Who should we vote for?


As we prepare to celebrate Easter Sunday today, we feel the need for renewal, for leaving behind the sins of the past in favour of living in faith for the promises of our Divine Savior’s resurrection. This need for renewal comes at a time when candidates are preparing for elections on May 13th. Many of them are running for senators, congressmen/women, governors, vice governors, mayors, vice mayors, councillors down to the municipal levels.

As we all know, most people traditionally use “name recall” to vote for certain candidates. Thus, the more people can sing along with the candidates’ “political jingles,” the better for the candidates. Which is why we have numerous TV commercials singing the praises of certain candidates. And if this doesn’t sway voters, money would definitely win the day. Candidates are known to give away hundreds or thousands of pesos per voter to ensure a landslide victory or even just a sure victory over their rivals. Sadly, a huge number of voters fall into this trap.

But if we want to ensure that we vote for the right candidates who have our welfare at heart and who would give a bright future to our country, we must follow some basic criteria and the dictates of our conscience: How has the incumbent performed as a public official? Has he/she done any major legislation that has improved the lives of people? Or has he/she been content to do a few visible projects such as basketball courts and waiting sheds?

The right candidates must not merely say they are not corrupt or would never accept bribes.
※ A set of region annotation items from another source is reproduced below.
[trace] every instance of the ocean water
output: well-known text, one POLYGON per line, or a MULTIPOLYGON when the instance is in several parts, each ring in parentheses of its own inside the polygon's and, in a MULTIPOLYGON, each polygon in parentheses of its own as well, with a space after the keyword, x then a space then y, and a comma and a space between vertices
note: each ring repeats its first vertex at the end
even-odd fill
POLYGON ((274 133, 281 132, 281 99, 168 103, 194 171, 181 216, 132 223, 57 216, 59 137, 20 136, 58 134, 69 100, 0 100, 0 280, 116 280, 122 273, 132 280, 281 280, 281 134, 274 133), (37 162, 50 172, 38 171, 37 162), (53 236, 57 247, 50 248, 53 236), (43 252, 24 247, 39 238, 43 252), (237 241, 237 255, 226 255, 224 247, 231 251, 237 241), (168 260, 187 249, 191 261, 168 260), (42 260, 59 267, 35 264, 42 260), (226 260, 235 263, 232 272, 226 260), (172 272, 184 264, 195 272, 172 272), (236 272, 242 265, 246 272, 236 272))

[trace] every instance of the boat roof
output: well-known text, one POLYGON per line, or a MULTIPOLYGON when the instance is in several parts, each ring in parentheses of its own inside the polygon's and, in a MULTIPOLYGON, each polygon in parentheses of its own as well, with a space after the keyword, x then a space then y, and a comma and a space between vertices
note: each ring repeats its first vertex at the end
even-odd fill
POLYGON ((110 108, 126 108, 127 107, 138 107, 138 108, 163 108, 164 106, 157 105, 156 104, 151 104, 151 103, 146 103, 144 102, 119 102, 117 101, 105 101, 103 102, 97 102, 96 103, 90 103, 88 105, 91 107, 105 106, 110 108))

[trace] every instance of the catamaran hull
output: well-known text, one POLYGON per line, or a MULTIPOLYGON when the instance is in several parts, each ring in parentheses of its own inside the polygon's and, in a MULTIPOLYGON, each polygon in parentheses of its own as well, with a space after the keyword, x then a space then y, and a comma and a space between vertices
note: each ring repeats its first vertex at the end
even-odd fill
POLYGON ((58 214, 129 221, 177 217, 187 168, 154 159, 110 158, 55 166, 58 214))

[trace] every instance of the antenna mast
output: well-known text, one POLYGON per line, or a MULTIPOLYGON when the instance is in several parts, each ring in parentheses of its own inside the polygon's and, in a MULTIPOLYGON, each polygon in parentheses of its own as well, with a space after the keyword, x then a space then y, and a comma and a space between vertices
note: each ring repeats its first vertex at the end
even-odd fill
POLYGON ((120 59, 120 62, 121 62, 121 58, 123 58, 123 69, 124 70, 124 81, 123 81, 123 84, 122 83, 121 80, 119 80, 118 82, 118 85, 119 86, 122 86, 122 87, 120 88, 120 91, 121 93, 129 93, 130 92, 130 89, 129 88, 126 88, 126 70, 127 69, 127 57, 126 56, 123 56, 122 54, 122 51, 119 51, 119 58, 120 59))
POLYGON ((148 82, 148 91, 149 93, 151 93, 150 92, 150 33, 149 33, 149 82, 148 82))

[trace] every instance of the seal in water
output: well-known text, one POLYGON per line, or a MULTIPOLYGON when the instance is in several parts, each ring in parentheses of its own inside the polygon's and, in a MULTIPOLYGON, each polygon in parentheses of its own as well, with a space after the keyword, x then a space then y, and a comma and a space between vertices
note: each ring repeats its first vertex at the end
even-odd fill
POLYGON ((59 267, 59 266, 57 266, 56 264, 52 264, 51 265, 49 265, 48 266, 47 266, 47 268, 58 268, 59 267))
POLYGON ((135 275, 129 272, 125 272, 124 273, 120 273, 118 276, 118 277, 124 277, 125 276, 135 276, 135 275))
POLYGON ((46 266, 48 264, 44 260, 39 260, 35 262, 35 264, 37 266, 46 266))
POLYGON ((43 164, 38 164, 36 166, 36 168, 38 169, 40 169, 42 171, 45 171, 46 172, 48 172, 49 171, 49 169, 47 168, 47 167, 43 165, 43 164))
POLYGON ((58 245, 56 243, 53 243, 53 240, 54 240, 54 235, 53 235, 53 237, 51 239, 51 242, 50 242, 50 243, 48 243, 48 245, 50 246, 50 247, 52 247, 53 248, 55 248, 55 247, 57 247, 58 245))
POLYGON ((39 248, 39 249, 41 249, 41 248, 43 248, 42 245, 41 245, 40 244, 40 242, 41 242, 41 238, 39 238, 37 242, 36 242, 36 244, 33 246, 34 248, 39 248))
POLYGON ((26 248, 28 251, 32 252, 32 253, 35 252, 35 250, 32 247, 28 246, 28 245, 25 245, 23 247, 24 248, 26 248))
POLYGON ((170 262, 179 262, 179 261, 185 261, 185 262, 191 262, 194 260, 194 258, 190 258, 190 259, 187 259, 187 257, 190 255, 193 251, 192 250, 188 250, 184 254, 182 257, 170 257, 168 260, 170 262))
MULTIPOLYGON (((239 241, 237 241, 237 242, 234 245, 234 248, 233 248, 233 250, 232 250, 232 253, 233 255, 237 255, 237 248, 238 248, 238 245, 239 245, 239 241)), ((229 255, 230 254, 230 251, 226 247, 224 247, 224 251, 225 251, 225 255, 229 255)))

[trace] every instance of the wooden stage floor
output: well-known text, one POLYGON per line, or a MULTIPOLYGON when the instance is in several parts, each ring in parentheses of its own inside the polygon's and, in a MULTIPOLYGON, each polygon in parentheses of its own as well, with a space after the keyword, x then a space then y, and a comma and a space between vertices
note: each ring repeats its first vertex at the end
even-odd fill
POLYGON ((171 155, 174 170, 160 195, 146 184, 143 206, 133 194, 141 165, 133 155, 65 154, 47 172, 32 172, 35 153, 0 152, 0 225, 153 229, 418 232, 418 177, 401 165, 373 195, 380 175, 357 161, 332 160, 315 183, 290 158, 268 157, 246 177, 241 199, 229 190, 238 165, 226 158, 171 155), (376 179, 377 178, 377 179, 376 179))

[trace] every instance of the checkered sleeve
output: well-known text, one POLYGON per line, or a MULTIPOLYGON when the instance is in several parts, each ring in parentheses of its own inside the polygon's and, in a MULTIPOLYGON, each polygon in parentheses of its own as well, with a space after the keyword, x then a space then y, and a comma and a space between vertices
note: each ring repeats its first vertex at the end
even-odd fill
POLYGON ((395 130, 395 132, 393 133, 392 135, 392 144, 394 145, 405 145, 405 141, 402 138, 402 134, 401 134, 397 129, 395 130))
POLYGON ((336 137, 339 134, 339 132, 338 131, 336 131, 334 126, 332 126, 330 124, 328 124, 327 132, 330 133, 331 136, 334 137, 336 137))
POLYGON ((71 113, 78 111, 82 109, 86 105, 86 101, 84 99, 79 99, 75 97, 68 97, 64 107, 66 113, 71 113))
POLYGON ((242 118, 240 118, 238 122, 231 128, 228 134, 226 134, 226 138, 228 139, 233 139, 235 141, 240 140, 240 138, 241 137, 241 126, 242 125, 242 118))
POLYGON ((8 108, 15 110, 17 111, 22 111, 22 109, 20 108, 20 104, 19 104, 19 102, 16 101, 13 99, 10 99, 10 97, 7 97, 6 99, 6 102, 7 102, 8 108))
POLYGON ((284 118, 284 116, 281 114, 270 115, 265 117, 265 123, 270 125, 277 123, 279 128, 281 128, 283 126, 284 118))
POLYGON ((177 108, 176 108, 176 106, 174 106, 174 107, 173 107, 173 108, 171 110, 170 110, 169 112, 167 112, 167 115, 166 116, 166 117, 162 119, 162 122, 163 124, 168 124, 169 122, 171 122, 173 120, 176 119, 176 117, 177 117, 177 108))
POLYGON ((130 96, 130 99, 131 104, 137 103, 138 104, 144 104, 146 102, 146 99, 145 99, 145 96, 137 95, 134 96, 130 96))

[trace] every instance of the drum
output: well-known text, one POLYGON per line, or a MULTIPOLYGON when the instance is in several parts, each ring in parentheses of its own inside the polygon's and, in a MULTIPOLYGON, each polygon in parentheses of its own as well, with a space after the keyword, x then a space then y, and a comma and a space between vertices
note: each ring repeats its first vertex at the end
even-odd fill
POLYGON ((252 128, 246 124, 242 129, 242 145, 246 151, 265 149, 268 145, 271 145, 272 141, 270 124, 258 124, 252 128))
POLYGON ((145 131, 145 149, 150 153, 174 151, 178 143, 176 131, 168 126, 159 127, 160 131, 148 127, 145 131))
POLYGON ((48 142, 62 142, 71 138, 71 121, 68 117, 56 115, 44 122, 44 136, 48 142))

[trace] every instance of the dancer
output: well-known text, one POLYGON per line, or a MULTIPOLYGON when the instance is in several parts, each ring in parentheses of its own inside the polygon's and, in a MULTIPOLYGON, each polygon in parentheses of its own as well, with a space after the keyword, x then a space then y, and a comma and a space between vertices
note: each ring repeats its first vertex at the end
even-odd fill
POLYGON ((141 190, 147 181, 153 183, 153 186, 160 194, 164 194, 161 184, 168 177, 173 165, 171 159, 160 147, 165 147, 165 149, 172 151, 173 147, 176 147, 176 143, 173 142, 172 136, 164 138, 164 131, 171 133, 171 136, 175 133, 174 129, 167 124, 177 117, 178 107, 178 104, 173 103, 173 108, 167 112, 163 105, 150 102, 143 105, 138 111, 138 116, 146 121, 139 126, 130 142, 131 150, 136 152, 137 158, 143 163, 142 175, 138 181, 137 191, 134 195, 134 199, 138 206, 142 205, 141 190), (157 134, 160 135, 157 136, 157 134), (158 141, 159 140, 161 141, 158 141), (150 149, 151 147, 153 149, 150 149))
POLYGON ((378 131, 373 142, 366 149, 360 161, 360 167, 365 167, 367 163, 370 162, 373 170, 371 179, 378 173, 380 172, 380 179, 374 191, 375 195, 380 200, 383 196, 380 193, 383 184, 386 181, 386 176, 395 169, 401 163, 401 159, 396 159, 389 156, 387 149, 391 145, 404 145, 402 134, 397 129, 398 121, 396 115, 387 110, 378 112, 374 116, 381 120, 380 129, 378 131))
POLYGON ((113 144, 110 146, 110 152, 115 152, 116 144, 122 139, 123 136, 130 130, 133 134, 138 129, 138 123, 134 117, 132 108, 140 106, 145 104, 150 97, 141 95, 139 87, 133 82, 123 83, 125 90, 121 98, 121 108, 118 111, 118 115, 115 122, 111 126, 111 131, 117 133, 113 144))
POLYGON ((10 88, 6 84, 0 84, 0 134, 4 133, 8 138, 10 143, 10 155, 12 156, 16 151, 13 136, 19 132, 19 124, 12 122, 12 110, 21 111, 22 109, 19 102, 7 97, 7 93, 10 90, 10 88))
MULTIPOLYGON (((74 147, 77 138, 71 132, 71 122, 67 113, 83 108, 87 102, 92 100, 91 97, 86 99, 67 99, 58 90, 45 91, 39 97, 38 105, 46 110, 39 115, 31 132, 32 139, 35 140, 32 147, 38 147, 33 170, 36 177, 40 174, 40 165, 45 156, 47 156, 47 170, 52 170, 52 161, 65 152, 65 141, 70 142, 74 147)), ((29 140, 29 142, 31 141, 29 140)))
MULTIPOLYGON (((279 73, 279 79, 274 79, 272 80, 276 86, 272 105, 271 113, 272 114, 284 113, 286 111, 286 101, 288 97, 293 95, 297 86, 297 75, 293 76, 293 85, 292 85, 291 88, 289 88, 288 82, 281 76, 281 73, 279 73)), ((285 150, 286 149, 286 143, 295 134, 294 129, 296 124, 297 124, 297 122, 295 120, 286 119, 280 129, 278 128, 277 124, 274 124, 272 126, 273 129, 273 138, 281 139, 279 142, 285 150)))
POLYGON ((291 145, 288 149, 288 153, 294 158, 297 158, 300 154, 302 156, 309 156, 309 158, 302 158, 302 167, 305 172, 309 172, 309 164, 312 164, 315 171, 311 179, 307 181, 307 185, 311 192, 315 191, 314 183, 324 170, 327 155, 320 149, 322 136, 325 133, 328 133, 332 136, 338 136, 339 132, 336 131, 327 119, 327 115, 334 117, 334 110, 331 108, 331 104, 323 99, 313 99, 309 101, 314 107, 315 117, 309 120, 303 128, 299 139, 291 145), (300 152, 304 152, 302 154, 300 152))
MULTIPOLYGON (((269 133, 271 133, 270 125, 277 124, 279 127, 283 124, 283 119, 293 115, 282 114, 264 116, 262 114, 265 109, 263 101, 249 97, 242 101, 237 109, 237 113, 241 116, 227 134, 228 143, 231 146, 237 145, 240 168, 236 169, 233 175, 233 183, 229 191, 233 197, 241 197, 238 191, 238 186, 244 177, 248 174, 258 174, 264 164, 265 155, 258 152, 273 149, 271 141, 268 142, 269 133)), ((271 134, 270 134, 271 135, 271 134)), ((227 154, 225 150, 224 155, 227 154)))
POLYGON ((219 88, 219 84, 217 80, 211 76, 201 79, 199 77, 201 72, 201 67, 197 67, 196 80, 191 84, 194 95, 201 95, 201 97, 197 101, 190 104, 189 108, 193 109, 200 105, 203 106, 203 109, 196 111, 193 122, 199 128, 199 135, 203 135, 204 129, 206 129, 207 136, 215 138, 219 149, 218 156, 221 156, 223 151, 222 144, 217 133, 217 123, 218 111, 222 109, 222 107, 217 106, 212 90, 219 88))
They would have to prove it by their actions while they are in office. After all, eventually, their secret connivance with others to enrich themselves through bribery and dishonest ways will be known. No secret is safe for long.

Corruption is like a cancer that permeates through the innermost sanctum of government, infecting everyone from the highest official down to the lowest one. Unless everyone would work to eradicate it or at least minimize it, the country’s development would be stunted. We would never be able to realize our economic growth and development to the fullest. Funds meant for infrastructure, job creation, agriculture, technical trainings and to spur industrial growth would instead line the pockets of our politicians and make them so wealthy while their city/province continue to be mired in poverty.

For so long, our country has been short-changed by corrupt leaders from the local to the national level, making us fall behind our ASEAN neighbours in terms of development. It is no wonder that we are not economically and militarily strong. In the midst of the tension that we face in the West Philippine Sea, our ability to assert ourselves and stand our ground is quite impaired. So, to our politicians who are now running for elective positions, please forget about enriching yourselves while in office and treating elections as if it is a business. Think of the country. Borrowing the lines of a famous American president, think of what you can do for the country. Let’s not bleed the country of its wealth through corruption. Instead, let us help lift our country that she may be strong and free.

That is one side of the coin. The other side is to craft a sharper and clearer vision of where the town/city, province or country is headed. We need to do an honest-togoodness assessment such as: where are we going as a town, city, province, country? How do we plan to get there and when will that be? (vision, mission, goals and strategies). What are our innate strengths and what opportunities do we have? On the other hand, what threats and weaknesses must we overcome? The ideal candidate must be able to include these in his or her platform of governance for the voters to make the right decision.

The double-sided duty – eradicate corruption and carve out a sound platform for development – must be done if we are to progress. We can no longer afford to wait and do nothing. Our Asian neighbours have overtaken us. Now is the time to plan, act and to move forward.